類い希な文才があれば別かもですけど、雑誌の月刊連載では可能な限りにおいて1話で完結させるようにしましょう。



型を守る

連載していると、いろんな話題で書いてみたいという欲望にかられます。

すると、途中でぜんぜん違う方向に話が飛んだり、全体の流れにそっわない回があったりしてきます。

連載には全体の目的がありますから、その目的を達成するための方法として、もっとも効果的だと思われる型を見つけたら、後はひたすらその型にそって書いてくようにしましょう。

例えば、『治療』(南山堂)の連載を見てもらうとわかりますが、2年間を通して基本的に同じ型で書いていることがわかると思います。

同型の型で書き続けると、読者は毎月の議論にすっと入りやすくなり、著者が伝えたいことが伝わりやすくなると思われます。

通読しなくても理解できる

これは直近の連載でもっとも意識していることですが、原稿の一部分のみ読まれても主張したい内容が伝わるように書くことが大切だと考えています。

自身の連載は、多数あるコンテンツのひとつにすぎませんので、それに強い関心をもっている読者がいると前提することはできません。

なので、読者が何となく雑誌を手にとり、パラパラっと頁をめくったときに、たまたま目に入る言葉を通して、著者が主張したい内容がちょびっと伝わるようにしておく必要があります。

具体的には、導入にポイントを記載する、小見出しに内容を凝縮する、最後のまとめで言いたいことをギュッと詰める、などです。

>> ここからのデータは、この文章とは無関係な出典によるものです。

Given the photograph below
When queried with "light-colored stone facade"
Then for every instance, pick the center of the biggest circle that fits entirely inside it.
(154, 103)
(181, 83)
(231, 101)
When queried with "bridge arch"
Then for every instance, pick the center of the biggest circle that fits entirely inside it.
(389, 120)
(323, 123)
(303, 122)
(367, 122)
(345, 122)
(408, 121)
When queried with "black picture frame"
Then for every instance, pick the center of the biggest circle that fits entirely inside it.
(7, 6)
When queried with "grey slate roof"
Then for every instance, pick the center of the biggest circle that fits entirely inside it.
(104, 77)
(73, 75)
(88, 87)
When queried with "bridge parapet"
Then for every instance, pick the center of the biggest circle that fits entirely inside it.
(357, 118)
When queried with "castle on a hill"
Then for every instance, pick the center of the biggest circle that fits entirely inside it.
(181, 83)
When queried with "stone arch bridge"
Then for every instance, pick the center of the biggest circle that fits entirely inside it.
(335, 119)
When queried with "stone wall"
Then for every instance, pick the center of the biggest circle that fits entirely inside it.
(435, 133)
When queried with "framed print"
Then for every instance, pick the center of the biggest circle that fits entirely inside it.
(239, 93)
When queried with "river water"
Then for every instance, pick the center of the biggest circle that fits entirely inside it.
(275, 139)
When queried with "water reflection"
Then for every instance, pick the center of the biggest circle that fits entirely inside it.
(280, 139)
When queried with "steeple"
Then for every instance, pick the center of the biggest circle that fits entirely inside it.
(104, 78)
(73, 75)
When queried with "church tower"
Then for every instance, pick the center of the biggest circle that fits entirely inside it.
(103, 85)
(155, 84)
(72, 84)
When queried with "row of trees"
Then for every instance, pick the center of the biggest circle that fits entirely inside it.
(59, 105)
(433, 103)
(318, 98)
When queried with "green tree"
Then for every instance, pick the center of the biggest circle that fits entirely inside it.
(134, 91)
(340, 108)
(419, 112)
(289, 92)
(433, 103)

書き手は、すべての人間には24時間しかなく、その中で活動選択をしているという前提のもとで、自身の論考は多くのコンテンツのひとつに過ぎず、ほとんどの読者がたいして関心を持っていない、というクールなスタンスで魂を込めた文章を書いていく必要があるのです。

自身も成長しながら書く

1年以上にわたって、同一のテーマで連載していると、著者も読者もだんだんマンネリ化する可能性があります

そうすると、書き手も読者もつまらなくなりますから、そうした事態は避けなければなりません。

なので、ぼくはたまたま連載させていただいているけども、いまもまだまだ未熟者であり、多くの人に有益な知見を届けるためには、自身がさらに発達していかない、と思いさだめて研鑽を重ねることに注力するようにしています。

成長のとまった著者が書く連載なんて、死んだ魚を展示している水族館のようなものです。

それを見せる目的の連載ならよいですけど、そうでないなら読者に何らかの主張を伝えるために、連載を通して、また日々の研鑽を通して、著者がそれ以上に学習していかなないとお話にならないと考えています。